# Would You Rather Thread



## CallMeKate (Friday at 7:31 AM)

I keep getting the "oops" message when I try to search if we have a "would you rather" thread but manually looking through this section, I don't see one... so I'll add a new question once in a while.   For today's:
*Would you rather* have your favorite home-cooked meal
                                 -or-
Go out to eat at your favorite restaurant?
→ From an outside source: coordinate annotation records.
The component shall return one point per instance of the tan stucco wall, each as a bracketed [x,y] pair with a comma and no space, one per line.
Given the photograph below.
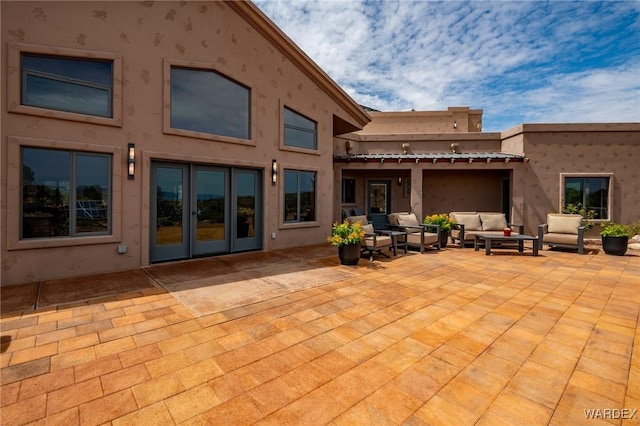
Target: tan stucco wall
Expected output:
[146,35]
[582,149]
[454,120]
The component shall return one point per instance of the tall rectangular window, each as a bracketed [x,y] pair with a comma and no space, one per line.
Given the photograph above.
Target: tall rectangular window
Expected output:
[299,131]
[65,193]
[68,84]
[590,191]
[207,102]
[299,196]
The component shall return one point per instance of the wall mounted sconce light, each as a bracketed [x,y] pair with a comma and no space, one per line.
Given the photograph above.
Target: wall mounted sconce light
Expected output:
[131,160]
[348,146]
[274,172]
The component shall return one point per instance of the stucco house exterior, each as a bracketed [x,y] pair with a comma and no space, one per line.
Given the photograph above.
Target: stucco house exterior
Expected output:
[230,127]
[440,162]
[142,132]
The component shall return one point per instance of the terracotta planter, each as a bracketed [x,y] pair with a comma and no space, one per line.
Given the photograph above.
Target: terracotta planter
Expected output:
[444,237]
[616,246]
[349,255]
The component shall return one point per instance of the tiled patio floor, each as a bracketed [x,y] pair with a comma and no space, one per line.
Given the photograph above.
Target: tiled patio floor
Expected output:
[444,338]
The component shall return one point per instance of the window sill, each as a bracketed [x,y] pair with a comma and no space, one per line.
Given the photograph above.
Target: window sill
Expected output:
[54,242]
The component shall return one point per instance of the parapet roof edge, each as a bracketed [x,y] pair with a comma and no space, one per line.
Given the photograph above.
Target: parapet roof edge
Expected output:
[268,29]
[571,127]
[394,137]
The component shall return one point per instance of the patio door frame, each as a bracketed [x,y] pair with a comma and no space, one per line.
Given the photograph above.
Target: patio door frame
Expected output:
[374,213]
[188,246]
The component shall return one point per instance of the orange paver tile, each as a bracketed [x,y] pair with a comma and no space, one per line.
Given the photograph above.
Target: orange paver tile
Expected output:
[74,395]
[45,383]
[105,409]
[37,352]
[156,414]
[124,378]
[157,389]
[24,411]
[414,339]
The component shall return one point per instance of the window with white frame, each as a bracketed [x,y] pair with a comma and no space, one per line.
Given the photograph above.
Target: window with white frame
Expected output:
[65,193]
[299,196]
[593,192]
[69,84]
[299,131]
[205,101]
Simple one for me...  I would choose the home-cooked meal every time.  Extra nice if someone else cooks it... although I love cooking.


----------



## officerripley (Friday at 7:50 AM)

Hard question for me since, hating to cook and especially clean up afterwards--washing pots and pans: ugh!--I'd rather have the restaurant meal but have it at home, so take-out is my favorite.


----------



## CallMeKate (Friday at 7:57 AM)

officerripley said:


> Hard question for me since, hating to cook and especially clean up afterwards--washing pots and pans: ugh!--I'd rather have the restaurant meal but have it at home, so take-out is my favorite.
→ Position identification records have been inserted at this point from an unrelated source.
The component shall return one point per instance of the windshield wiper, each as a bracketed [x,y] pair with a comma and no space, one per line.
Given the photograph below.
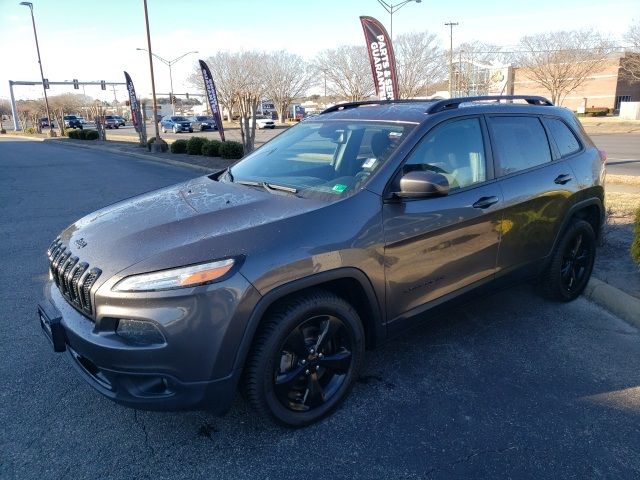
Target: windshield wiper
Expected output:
[268,186]
[281,188]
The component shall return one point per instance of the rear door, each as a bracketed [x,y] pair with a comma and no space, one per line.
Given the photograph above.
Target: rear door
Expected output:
[437,246]
[535,184]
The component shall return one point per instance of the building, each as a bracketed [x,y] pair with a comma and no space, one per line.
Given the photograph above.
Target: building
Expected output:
[606,87]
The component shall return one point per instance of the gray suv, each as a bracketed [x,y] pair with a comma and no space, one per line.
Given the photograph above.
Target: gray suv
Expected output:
[275,274]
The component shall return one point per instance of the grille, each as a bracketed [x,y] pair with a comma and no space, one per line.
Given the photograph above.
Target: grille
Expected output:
[73,277]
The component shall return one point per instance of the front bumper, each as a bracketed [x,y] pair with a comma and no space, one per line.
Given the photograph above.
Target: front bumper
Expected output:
[191,368]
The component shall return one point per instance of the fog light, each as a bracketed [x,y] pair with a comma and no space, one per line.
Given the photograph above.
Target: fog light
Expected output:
[139,332]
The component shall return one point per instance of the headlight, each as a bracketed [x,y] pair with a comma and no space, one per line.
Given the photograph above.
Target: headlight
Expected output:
[175,278]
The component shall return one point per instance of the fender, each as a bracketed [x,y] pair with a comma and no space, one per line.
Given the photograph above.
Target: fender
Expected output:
[572,211]
[317,279]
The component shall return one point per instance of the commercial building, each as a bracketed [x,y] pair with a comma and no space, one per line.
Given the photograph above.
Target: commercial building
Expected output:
[606,87]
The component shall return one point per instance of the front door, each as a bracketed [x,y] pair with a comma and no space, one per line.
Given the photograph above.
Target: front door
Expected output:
[438,246]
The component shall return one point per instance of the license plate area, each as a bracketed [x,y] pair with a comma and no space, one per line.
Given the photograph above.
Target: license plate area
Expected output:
[51,324]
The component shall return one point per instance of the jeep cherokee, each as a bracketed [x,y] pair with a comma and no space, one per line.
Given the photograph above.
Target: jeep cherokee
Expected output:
[275,274]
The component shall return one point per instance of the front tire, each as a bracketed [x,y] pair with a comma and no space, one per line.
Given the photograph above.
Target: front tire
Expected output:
[305,359]
[568,273]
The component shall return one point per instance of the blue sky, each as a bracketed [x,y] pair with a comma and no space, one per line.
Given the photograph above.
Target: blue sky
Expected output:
[97,39]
Now there's a good solution I hadn't considered!  We *have* been doing takeout at places where it's offered for about 10 years now... kind of "the best of both worlds."


----------



## Pink Biz (Friday at 8:43 AM)

CallMeKate said:


> I keep getting the "oops" message when I try to search if we have a "would you rather" thread but manually looking through this section, I don't see one... so I'll add a new question once in a while.


@CallMeKate There's a similar thread called *This or That* that has been neglected recently. Here it is! 

https://www.seniorforums.com/threads/this-or-that.42245/


----------



## CallMeKate (Friday at 8:48 AM)

Pink Biz said:


> @CallMeKate There's a similar thread called *This or That* that has been neglected recently. Here it is!
> 
> https://www.seniorforums.com/threads/this-or-that.42245/


Ah, that's why I couldn't find one!   Thank you, @Pink Biz ... I'll go check it out.


----------